Before Russia invaded Ukraine, this year’s Group of 7 summit was supposed to provide an opportunity to forget the typical geopolitics and finance and focus on the future. The main themes were climate, public health amid the coronavirus pandemic and equality around the world.
Instead, most analysts expect the conference to be “Ukraine, Ukraine and then some Ukraine,” as Sudha David-Wilp of Germany’s Marshall Fund, a public policy think tank, put it.
The war has also changed the main topics that observers hope to see covered. Here are some of the top questions from foreign policy experts in Germany and elsewhere.
Can Western leaders hold out against Russia for the long term?
While European and American leaders have largely managed to speak with one voice on the war, experts say Moscow hopes rifts will begin to develop as the energy crisis worsens and economic problems like runaway inflation begin to bite.
G7 leaders “need to send a message that they can handle these simultaneous crises,” said Thorsten Benner of the Global Public Policy Institute. “And they have to convince countries outside the traditional ‘West’ that they mean it, that they will ensure global food security.”
However, not all of this has to be done in public.
“They need to have an internal discussion about the potential for runaway inflation, for gas austerity this winter,” Mr Benner said.
Can Western countries formulate a vision for the end of the war?
Europe and the United States have stressed that Ukraine, not foreign leaders, will determine how the war with Russia will end. Although they provide more advanced weapons, they have insisted that NATO powers cannot be involved in the conflict, partly for fear of a nuclear standoff with Russia.

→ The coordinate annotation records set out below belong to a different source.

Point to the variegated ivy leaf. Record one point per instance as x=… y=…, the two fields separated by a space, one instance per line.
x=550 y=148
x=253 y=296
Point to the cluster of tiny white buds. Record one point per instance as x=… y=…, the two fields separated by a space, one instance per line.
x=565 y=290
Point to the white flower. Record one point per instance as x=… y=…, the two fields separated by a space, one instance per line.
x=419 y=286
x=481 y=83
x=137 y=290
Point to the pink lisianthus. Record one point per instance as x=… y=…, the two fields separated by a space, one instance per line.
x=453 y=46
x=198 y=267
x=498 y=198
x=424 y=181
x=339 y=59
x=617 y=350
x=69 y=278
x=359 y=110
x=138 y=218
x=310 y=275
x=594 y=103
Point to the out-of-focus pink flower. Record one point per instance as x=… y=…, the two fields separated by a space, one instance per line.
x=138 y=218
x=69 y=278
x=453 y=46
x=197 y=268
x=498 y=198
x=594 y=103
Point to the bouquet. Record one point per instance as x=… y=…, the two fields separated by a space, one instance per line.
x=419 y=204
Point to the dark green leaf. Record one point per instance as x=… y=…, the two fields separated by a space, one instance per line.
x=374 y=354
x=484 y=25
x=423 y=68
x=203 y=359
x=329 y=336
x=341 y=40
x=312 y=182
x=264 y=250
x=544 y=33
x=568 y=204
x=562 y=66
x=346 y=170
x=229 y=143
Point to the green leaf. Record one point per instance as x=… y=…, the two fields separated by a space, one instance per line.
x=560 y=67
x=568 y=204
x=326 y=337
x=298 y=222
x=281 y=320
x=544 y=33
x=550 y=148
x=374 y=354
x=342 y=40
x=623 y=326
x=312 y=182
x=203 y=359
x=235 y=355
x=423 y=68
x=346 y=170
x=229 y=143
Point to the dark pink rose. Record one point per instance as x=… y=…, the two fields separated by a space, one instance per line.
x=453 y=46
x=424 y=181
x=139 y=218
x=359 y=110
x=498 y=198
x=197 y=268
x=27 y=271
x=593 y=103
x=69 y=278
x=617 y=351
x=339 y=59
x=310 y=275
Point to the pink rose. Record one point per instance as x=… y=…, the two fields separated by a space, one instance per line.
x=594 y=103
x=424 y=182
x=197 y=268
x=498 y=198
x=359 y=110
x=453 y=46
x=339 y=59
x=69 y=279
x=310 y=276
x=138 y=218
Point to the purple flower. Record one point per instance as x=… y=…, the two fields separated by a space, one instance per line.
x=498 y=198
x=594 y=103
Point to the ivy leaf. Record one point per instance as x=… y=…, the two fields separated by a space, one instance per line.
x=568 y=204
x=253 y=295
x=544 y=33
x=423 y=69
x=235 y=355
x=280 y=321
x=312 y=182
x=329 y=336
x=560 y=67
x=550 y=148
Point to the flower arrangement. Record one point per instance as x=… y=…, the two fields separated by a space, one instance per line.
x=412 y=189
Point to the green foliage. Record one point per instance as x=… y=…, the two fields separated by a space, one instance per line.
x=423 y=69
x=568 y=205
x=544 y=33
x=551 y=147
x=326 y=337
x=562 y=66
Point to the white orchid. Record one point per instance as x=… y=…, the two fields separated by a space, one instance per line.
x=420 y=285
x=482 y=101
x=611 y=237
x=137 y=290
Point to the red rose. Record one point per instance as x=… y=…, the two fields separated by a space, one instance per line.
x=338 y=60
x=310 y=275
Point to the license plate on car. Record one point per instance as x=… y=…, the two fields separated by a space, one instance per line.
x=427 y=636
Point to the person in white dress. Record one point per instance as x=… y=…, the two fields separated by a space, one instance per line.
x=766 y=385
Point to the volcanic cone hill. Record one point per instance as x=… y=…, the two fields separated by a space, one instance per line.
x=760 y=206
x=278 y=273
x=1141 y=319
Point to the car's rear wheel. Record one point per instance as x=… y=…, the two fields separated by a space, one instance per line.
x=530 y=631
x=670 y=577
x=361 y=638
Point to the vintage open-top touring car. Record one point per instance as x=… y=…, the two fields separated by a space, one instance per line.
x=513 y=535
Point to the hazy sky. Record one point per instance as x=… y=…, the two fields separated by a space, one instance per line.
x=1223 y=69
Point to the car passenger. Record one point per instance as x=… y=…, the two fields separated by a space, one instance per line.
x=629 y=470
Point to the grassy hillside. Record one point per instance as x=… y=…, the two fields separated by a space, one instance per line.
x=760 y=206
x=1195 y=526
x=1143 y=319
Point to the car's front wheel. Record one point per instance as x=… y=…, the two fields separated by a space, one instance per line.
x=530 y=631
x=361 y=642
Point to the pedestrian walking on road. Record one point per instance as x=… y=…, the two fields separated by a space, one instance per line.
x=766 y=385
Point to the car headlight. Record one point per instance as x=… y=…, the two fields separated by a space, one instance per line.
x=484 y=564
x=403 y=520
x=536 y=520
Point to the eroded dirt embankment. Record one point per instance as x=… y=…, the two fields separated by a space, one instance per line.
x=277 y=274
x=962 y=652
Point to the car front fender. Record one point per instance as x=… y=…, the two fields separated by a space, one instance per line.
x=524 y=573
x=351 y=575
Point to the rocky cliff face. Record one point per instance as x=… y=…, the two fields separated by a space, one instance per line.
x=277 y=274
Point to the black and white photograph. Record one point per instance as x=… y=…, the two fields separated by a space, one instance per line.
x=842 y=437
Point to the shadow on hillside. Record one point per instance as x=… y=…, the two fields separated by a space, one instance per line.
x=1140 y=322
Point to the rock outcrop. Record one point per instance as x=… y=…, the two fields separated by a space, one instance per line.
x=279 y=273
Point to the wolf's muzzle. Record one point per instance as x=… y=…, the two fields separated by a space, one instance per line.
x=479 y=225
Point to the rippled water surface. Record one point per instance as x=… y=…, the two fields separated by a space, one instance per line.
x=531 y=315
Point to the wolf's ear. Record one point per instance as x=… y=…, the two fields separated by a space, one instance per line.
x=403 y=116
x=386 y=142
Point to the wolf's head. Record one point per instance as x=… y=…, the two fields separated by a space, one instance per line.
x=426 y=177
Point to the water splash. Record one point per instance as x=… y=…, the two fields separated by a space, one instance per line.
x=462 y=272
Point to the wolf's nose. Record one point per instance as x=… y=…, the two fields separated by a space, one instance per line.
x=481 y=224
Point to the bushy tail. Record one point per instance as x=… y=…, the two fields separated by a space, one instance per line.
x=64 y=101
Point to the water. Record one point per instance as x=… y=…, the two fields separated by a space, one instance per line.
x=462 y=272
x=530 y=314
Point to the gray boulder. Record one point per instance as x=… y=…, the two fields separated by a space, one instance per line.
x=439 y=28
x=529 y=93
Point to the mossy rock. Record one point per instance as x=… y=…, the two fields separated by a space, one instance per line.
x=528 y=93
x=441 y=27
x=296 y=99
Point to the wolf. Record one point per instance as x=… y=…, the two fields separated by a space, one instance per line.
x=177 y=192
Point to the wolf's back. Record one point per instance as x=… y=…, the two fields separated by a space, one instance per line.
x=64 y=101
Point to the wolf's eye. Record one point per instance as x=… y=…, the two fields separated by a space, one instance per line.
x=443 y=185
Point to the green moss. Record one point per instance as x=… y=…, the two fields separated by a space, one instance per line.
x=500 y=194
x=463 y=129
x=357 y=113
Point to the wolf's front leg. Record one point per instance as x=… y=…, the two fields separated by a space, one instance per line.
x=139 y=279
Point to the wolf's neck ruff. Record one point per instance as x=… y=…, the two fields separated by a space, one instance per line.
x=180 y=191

Furthermore, the objectives often look blurry.
Germany and France have hinted that they want to move towards negotiations, but to deviate from that and express their full support for Kiev’s victory during a visit to Ukraine’s President Volodymyr Zelensky this month. And the United States has collapsed weapons, but has also indicated that it agrees not to risk an escalation.
Foreign policy analysts say G7 leaders should discuss what specifically they hope to achieve, and how, and make that clear to Ukraine and the public.
“That will be a main theme – the question: how will this war end? And is there a Western point of view?” said Ulrich Speck, a foreign policy analyst in Berlin. “Certainly, it will always be up to the Ukrainians to decide. But I think it wouldn’t be fair to say the West doesn’t have a position on that — or that individual countries don’t.”
Can the G7 become a wider forum for democratic alliances?
Among Western leaders, trust in international forums such as the United Nations as a way to forge diplomatic alliances and mediate conflicts has waned — in part because of the standstill created by the veto powers of Russia and China on the one hand and the United States and its allies on the other.
Given Germany’s ambitions to use the G7 summit to discuss more equitable geopolitical relations, analysts question whether it could use its G7 presidency this year to try to create a broader democratic alliance beyond the rich countries.
“The idea that we could meet the richest of the rich countries and make decisions about the future direction of the global economy dates from another century,” said Lutz Weischer of Germanwatch, an advocacy group for global justice.
Are G7 countries at risk of setting aside climate ambitions?
Many climate analysts worry that Western leaders will fall back on their commitments, in part because of increased lobbying from the fossil fuel industry.
Lindsay Stringer, a professor at the University of York and co-chair of the environmental task force for Think7, a group of think tanks that proposes for the summit, is looking for concrete measures, in particular whether the G7 will increase funding for renewable energy and projects related to renewable energy. energy efficiency.
“We’re way behind where we should be,” she said.